Ghosts of Manhattan: A Novel(23)



“Nick, you play squash, don’t you?” Oliver asks this in a louder voice and directly at me the way a teacher would with a liked but wayward student who isn’t paying attention in class.

“Sure, I still play sometimes.”

“Nicky used to be ranked in the country when he was a teenager.” Julia gives me a wink and a push against my shoulder.

“Not too many people played squash in the country back then. Getting ranked wasn’t so hard. Just had to play enough tournaments.” This is a little bit modest but mostly just true.

“That’s great, Nick. Do you keep it up? What rating are you now?”

“I have no idea. I haven’t played since I was a kid.”

“I’m a B. I’d say a high B. Haven’t played much lately, but last week I beat a guy who’s a solid B.”

I imagine an era ten thousand years ago when, draped in animal skins, I could leap from my chair and club Oliver to death across the skull, then enjoy my victory by eating the food from the table with my bare hands, making loud grunting noises, and dragging off the women for sex.

But not in this century. Not in the 21 Club. Here survival of the fittest is based on a new set of traits and in my industry Oliver has them in spades.

Humans aren’t just a few steps out of the jungle. Humans never left the jungle. The jungle just changed around us. There are those who are selected not to survive, but the selection process is no longer so immediately fatal.

Oliver is waiting for some response, but I have no idea what skill is required to be a B player.

Oliver continues, “Anyway, this guy who’s a B used to play in high school and is getting back into the game. Grew up playing hardball and needs to get up to speed on softball. Nobody plays hardball anymore. I try to play a few times a week when it’s not so busy. I picked the game up about twelve years ago and got addicted to it. Never played in high school. We should play sometime.”

“What sports did you play in high school?”

“None. I wasn’t that into sports then,” he says.
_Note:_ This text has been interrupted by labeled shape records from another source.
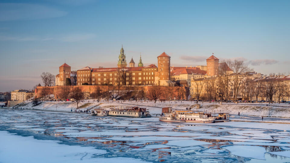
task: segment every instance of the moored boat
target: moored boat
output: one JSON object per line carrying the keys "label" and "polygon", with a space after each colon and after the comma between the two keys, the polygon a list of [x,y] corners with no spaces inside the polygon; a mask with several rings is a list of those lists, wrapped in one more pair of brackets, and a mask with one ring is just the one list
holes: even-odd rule
{"label": "moored boat", "polygon": [[138,107],[128,107],[118,109],[111,108],[108,111],[108,115],[110,116],[129,117],[139,118],[151,117],[149,111],[146,108]]}
{"label": "moored boat", "polygon": [[102,109],[97,109],[91,111],[91,115],[96,116],[107,116],[108,111]]}

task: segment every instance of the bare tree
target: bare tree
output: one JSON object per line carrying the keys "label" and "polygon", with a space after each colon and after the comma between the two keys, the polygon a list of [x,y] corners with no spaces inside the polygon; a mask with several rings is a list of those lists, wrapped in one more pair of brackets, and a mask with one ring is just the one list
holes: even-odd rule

“Maybe that’s why you’re so into them now.” Julia gives me a sharp look that is meant only for me, but she’s angry and everyone notices.

She recovers quickly. “Have you been getting squash lessons for the kids?”

“Oh, yes,” says Sybil.

I let the talk move away from me like releasing a feather from two fingers and I listen to it swirl around from squash to schools to vacations to nannies and maids until it drifts too far away. I hear voices but not the conversation and it feels remote as if they are sitting at another table, and I continue with my dinner and gin.
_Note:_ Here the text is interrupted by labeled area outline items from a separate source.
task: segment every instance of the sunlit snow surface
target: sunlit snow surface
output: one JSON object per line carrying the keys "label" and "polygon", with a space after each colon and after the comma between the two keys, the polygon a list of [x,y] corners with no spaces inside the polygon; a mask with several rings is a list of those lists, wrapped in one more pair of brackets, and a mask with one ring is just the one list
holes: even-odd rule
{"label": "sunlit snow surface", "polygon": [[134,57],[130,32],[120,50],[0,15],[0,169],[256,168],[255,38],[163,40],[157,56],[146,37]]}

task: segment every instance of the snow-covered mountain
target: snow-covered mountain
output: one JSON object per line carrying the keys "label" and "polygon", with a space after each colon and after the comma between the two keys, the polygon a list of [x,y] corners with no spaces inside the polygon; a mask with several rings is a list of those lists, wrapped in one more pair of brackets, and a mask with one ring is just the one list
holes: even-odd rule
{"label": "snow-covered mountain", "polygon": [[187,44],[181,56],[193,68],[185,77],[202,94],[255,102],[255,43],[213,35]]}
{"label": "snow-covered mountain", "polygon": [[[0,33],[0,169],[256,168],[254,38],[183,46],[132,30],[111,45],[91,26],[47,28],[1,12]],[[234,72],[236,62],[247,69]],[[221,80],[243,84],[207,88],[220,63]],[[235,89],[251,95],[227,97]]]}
From this perspective I can see the conversation move in physical form like colorful tubes of fluid transfer, moving from person to person and getting redirected back and forth across the table. Julia looks radiant, glowing brighter than the rest. She is strikingly beautiful in a complex way so that you can get lost in her all over again. It is one thing to have a beauty that gets attention, and quite another to have a beauty that holds it.

There is something distinctive about her presence that I can see without really looking, see with only a casual glance across a room or at a long distance when she is just the slight movement of a tiny shape among a group of other shapes. I can know it is her the way a parent would know their child playing with other children far across a field. But this hasn’t taken years of a mother’s care and learned watchful eye. I felt this force within Julia the moment we met. To be up close next to her can still fill me up, as though I’m standing inches from a painting I had before only seen reproduced in books. I still love her.





8 | JACK WILSON


November 24, 2005

I’M ROPED INTO A DINNER WITH THE GUYS AT CHAPPY who cover our desk. It’s Thanksgiving and they are looking for something fun to do, which typically means something without their families. I’m still feeling resentment toward Julia over the dinner with Oliver and Sybil. I can’t put my finger on exactly what it is but I feel it. On an intellectual level, I know the healthy thing to do is go tell her I feel resentful and try to address it directly. On an emotional and every other level, I’m repelled at the idea of that kind of conversation with her. It makes me uncomfortable and I’m not sure I even want to admit to her or to myself that a dinner with Oliver can make me feel resentful. Anyway, a Thanksgiving night work event gives me an excuse to do something away from home with Chappy.

When we buy or sell in and out of positions, we often put the trade through Chappy, who will find the other party in the transaction for us, sometimes keeping us or the other party anonymous so the rest of the Street doesn’t know our positions. Chappy never takes a risk on a position; they don’t actually buy anything themselves, they just broker two parties together and take a piece of the transaction. We put a lot of trades through Chappy, so they like to make sure we’re properly entertained and don’t take our business to another brokerage shop. We spread it around to a few shops, but it’s human nature to give a little back to the guys who just sprung for a nice dinner. And even more so if that dinner is followed by a lap dance and cocaine.

Doing drugs can form a bond between men. The way couples can build on the foundation of the first big laugh shared or the revealing of a secret, when men get high together it is an intimate act, revealing in its own way. The person has shared something with the other, knows something about the other as though they are part of a special club that likely doesn’t include even a person’s wife, kids, or parents.